Para o TCU, o acordo contém “possível afronta” a dois artigos da Constituição Federal e à Lei 13.303/2016.

Pela economicidade

A ministra Cármen Lúcia (STF) derrubou em junho liminar da Justiça Federal do Amazonas que suspendeu o suspeitíssimo contrato.

Desculpa furada

A pressa na contratação sem licitação da empresa americana era dar continuidade ao contrato era o programa “Internet para Todos”.

O voto de Temer

A coluna perguntou a Michel Temer em quem, afinal, ele votou no segundo turno. O presidente tentou desconversar na resposta: “Votei em quem não falou mal de mim”. Ele votou em Jair Bolsonaro.

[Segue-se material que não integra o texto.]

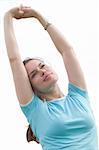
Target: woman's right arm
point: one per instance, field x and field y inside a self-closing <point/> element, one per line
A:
<point x="22" y="85"/>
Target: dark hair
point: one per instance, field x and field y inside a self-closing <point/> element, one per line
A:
<point x="30" y="135"/>
<point x="28" y="59"/>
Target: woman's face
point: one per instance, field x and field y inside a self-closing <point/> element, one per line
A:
<point x="41" y="75"/>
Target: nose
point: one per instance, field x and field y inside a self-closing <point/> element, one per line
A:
<point x="41" y="71"/>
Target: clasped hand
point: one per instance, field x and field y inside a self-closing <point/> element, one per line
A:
<point x="23" y="12"/>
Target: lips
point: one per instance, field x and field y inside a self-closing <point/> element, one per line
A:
<point x="46" y="76"/>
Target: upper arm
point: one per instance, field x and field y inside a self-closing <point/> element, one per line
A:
<point x="22" y="85"/>
<point x="73" y="68"/>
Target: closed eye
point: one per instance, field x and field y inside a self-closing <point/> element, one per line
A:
<point x="43" y="65"/>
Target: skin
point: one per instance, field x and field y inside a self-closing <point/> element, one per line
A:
<point x="49" y="89"/>
<point x="43" y="80"/>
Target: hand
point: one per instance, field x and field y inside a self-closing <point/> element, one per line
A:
<point x="16" y="12"/>
<point x="22" y="12"/>
<point x="27" y="12"/>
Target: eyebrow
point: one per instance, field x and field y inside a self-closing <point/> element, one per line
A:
<point x="34" y="69"/>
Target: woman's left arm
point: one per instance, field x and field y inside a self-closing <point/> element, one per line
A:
<point x="72" y="65"/>
<point x="73" y="68"/>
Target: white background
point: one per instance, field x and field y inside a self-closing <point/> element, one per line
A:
<point x="78" y="21"/>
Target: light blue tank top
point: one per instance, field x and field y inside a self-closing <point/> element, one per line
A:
<point x="66" y="123"/>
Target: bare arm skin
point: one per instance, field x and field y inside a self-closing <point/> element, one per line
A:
<point x="73" y="68"/>
<point x="22" y="85"/>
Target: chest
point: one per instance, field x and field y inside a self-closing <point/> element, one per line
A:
<point x="63" y="120"/>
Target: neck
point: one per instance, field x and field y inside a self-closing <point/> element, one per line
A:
<point x="53" y="94"/>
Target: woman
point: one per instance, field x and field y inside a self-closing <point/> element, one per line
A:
<point x="56" y="121"/>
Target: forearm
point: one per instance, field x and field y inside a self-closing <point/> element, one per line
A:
<point x="58" y="39"/>
<point x="10" y="40"/>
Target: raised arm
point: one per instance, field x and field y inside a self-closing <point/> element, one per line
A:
<point x="22" y="85"/>
<point x="73" y="68"/>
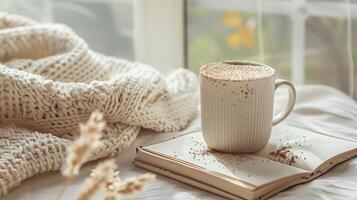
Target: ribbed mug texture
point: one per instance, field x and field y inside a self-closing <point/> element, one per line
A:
<point x="237" y="115"/>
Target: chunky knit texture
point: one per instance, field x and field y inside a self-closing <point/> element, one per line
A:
<point x="50" y="81"/>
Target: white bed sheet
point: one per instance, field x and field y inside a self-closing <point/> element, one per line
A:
<point x="318" y="108"/>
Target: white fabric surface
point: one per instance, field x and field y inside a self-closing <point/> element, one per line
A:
<point x="318" y="108"/>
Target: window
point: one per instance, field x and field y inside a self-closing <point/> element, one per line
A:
<point x="305" y="40"/>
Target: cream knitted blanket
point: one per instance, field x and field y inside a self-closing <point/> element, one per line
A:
<point x="50" y="81"/>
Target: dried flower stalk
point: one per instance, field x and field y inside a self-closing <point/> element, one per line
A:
<point x="91" y="132"/>
<point x="103" y="172"/>
<point x="133" y="185"/>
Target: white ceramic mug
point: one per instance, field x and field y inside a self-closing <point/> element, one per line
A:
<point x="237" y="115"/>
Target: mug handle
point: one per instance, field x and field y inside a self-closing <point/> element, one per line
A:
<point x="291" y="101"/>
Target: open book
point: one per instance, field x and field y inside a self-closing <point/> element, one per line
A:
<point x="292" y="156"/>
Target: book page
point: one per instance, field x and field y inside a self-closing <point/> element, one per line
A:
<point x="302" y="148"/>
<point x="249" y="168"/>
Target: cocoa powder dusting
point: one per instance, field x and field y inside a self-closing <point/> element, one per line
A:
<point x="284" y="155"/>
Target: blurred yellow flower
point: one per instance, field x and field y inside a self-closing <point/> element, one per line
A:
<point x="243" y="33"/>
<point x="247" y="36"/>
<point x="231" y="19"/>
<point x="234" y="40"/>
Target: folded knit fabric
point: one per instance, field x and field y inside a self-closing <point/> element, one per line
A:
<point x="50" y="81"/>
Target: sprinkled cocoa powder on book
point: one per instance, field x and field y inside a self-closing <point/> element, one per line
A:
<point x="284" y="155"/>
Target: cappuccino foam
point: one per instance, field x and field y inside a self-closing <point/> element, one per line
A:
<point x="237" y="71"/>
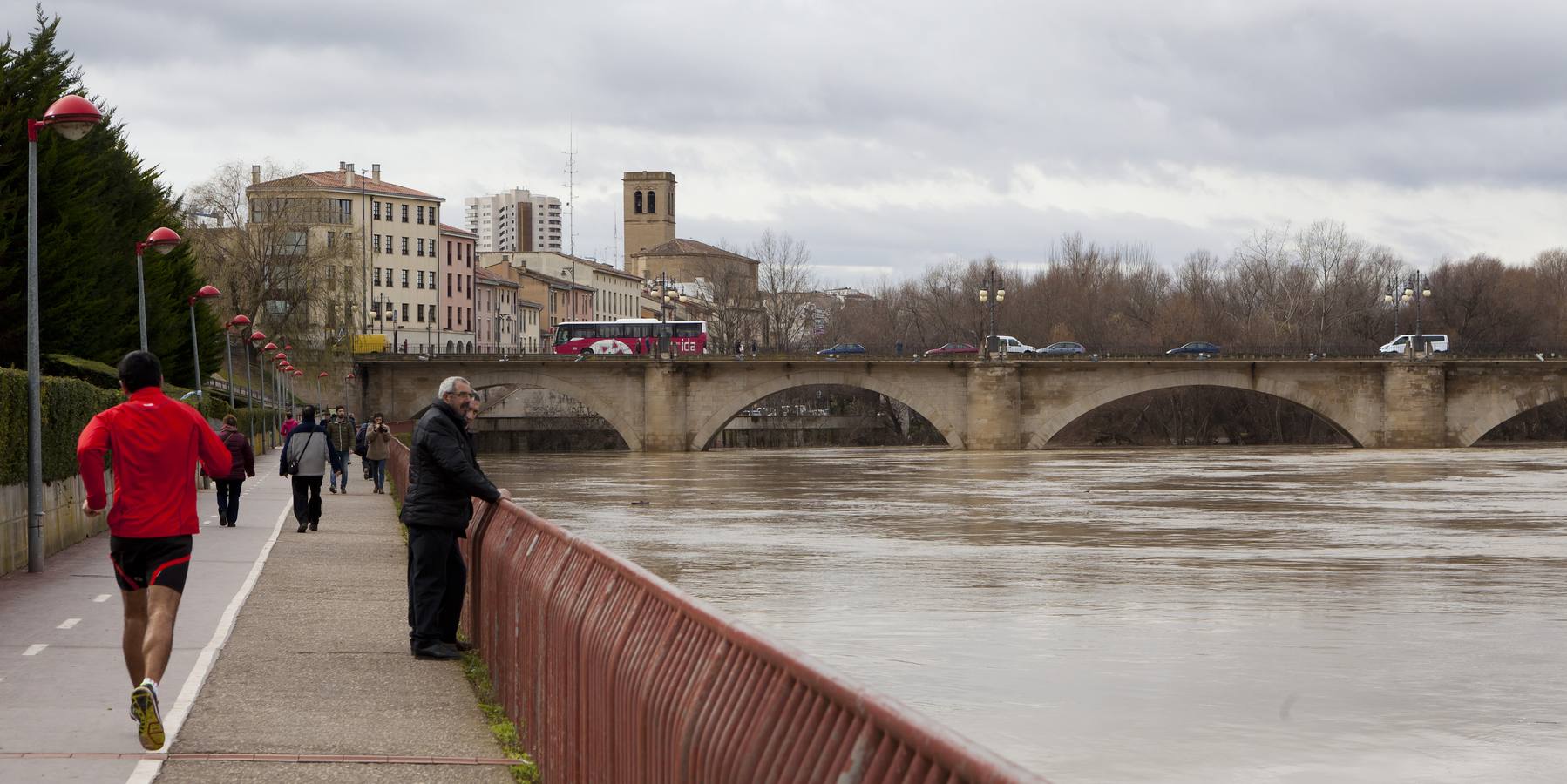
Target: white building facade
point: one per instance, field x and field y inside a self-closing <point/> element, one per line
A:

Mentiroso transitado em julgado

A ministra Rosa Weber, do STF, mandou arquivar o inquérito por não haver provas contra o deputado Fábio Faria (PRB-RN), nas acusações de Ricardo Saud, o pilantra da JBS que aproveitou o acordo de delação para tentar prejudicar a quem ele detestava por qualquer motivo.

‘Jair’ só para os íntimos

Na nova linguagem do poder que desembarca em Brasília, chamam o presidente eleito de “Jair” os que insinuam intimidade. Quem se refere a ele como “Bolsonaro”, aí não está com nada, nem merece confiança.

Paes no JB

Eduardo Paes foi convidado pelo empresário Omar Catito Péres a assumir o comando do Jornal do Brasil. O ex-prefeito do Rio de Janeiro não dá sinais de que vai topar a parada.

Até aqui de mágoa
Luiz Antonio Nabhan era citado, desde o primeiro turno, para ser o futuro Ministro da Agricultura. Mas faltou combinar com o presidente eleito. Chegou ao Governo de Transição que ele está inconformado.

Estranha Caixa preta

Neste sábado (10) a Mega Sena da Caixa vai sortear R$ 27 milhões no “Caminhão da Sorte”, que está em Manhumirim, Minas. Novamente, de forma sempre suspeita, a identidade do novo milionário será omitida.

Mobilização recorde

Em apenas 48h, atingiu 2,2 milhões de assinaturas a petição do partido Novo em favor do veto do presidente Temer ao aumento salarial dos ministros do STF. No fechamento da edição eram 2,3 milhões.

Megalonanico na parada

Quem está cavando o cargo de ministro das Relações Exteriores é Luiz Fernando Serra, discípulo e ex-assessor de Celso Amorim, aquele ex-chanceler medíocre que agora se dedica a falar mal do Brasil lá fora.

Pensando bem…

…faz conta quem tem juízo: 16% do salário dos ministros do STF representam nada menos que seis salários mínimos.